Quand elle en eut terminé avec les soucis urgents, impératifs, la Validbekova s’attela aux affaires agréables et non moins importantes.

Tout bon entrepreneur le sait bien : si vous voulez qu’on soit prêt à vous aider, sachez être reconnaissant. Saadat avait peut-être des lacunes, mais au moins elle était experte dans l’art des cadeaux et des compensations. Il n’existait pas dans ce domaine de recette unique. Les gens sont tous différents, chacun a besoin d’une approche particulière. Donner la bonne récompense, c’était acquérir un allié fidèle.

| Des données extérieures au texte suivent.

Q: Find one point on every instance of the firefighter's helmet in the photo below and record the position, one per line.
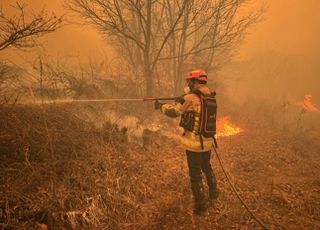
(199, 74)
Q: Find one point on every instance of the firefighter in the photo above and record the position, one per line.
(198, 147)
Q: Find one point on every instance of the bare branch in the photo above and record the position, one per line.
(20, 30)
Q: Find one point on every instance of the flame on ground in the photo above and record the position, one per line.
(226, 128)
(307, 104)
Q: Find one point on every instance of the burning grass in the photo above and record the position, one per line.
(61, 172)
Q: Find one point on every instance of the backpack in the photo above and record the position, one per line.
(207, 119)
(208, 115)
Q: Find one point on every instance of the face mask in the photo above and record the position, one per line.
(186, 90)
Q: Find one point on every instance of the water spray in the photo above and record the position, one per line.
(67, 101)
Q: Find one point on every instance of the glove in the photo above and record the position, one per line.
(157, 104)
(180, 100)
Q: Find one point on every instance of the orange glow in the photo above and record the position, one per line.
(226, 128)
(307, 104)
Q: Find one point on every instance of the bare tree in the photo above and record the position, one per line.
(208, 33)
(21, 30)
(168, 35)
(133, 26)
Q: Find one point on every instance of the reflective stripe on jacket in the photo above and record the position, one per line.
(190, 140)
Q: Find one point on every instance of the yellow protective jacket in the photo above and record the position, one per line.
(190, 140)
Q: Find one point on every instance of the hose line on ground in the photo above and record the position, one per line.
(259, 221)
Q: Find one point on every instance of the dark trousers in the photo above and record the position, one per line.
(198, 162)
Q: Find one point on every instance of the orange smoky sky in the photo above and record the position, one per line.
(289, 26)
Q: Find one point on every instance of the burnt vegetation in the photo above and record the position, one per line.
(121, 165)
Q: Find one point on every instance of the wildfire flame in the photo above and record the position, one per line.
(226, 128)
(307, 104)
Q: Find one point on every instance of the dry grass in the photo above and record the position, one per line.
(60, 172)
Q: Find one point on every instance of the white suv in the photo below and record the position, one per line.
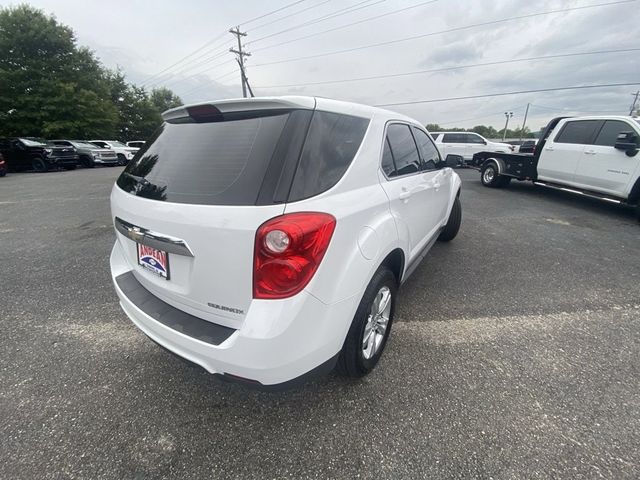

Le cas le plus simple était celui de Zafar. Saadat lui remit une liasse de billets de cent roubles. L’eunuque sourit (ce qui ne lui arrivait qu’à la vue de l’argent), salua, et fit disparaître les bank notes dans son sein. Il était commode et plaisant d’avoir affaire à un homme qui n’aimait rien tant au monde que le numéraire. Pour son service, le Persan touchait un bon salaire, augmenté d’une certaine somme pour les dépenses courantes et – avant chaque amant – pour les dépenses extraordinaires. Il s’appropriait au moins la moitié de ce supplément, Saadat savait parfaitement repérer ce genre de choses, mais elle s’en moquait. À un auxiliaire aussi précieux, on pouvait bien pardonner de petites faiblesses, comme la cupidité et l’avarice. Zafar portait des mois et des mois durant le même vêtement, jusqu’à ce qu’il tombât totalement en lambeaux ; il se nourrissait chichement, et l’hiver ne chauffait la maison que pour Saadat. Mais pouvait-on blâmer le pauvre castrat de ce que tout son désir inemployé trouvât pour exutoire une féroce âpreté au gain ? L’essentiel était qu’il fût très, très utile et servît avec abnégation. En outre Zafar était l’unique être sur terre qui connût Saadat sur le bout des doigts et l’acceptât telle qu’elle était. C’est une grande chance que d’avoir à ses côtés une personne devant qui on peut se montrer vraie et ne jouer aucun rôle.